We have analyzed Titan observations performed by the Infrared Space Observatory (ISO) in the range 7-30 μm. The spectra obtained by three of the instruments on board the mission (the short wavelength spectrometer, the photometer, and the camera) were combined to provide new and more precise thermal and compositional knowledge of Titan's stratosphere. With the high spectral resolution achieved by the SWS (much higher than that of the Voyager 1 IRIS spectrometer), we were able to detect and separate the contributions of most of the atmospheric gases present on Titan and to determine disk-averaged mole fractions.

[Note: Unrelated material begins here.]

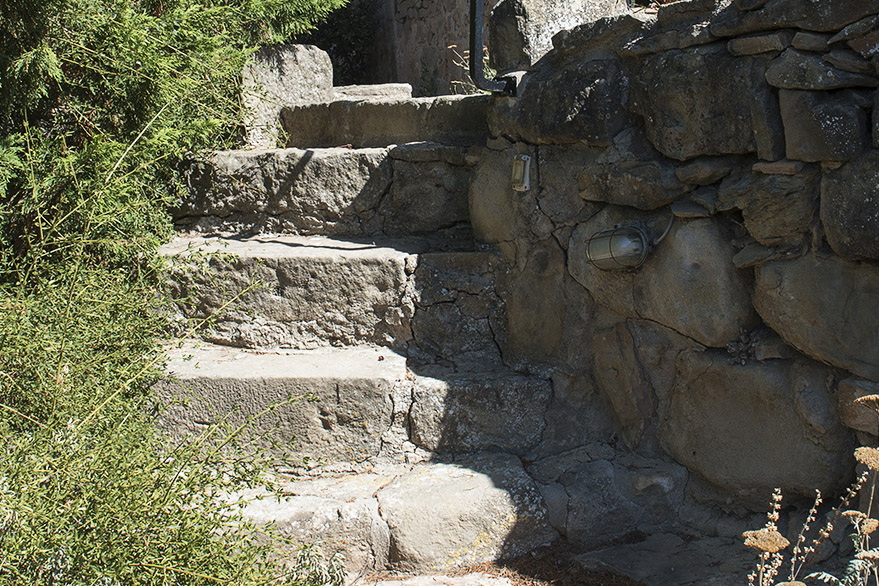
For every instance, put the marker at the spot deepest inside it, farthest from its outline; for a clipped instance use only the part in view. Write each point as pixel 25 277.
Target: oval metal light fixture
pixel 621 248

We have also tested existing vertical distributions for C ₂H ₂, HCN, C ₂H ₆, and CO ₂ and inferred some information on the abundance of the first species as a function of altitude. From the CH ₃D band at 1161 cm ^-1 and for a CH ₄ mole fraction assumed to be 1.9% in Titan's stratosphere, we have obtained the monodeuterated methane-averaged abundance and retrieved a D/H isotopic ratio of 8.7-1.9+3.2 × 10 ^-5. We discuss the implications of this value with respect to current evolutionary scenarios for Titan. The ν ₅ band of HC ₃N at 663 cm ^-1 was observed for the first time in a disk-averaged spectrum. We have also obtained a first tentative detection of benzene at 674 cm ^-1, where the fit of the ISO/SWS spectrum at R = 1980 is significantly improved when a constant mean mole fraction of 4 × 10 ^-10 of C ₆H ₆ is incorporated into the atmospheric model. This corresponds to a column density of ∼ 2 × 10 ¹⁵ molecules cm ^-2 above the 30-mbar level. We have also tested available vertical profiles for HC ₃N and C ₆H ₆ and adjusted them to fit the data. Finally, we have inferred upper limits of a few 10 ^-10 for a number of molecules proposed as likely candidates on Titan (such as allene, acetonitrile, propionitrile, and other more complex gases).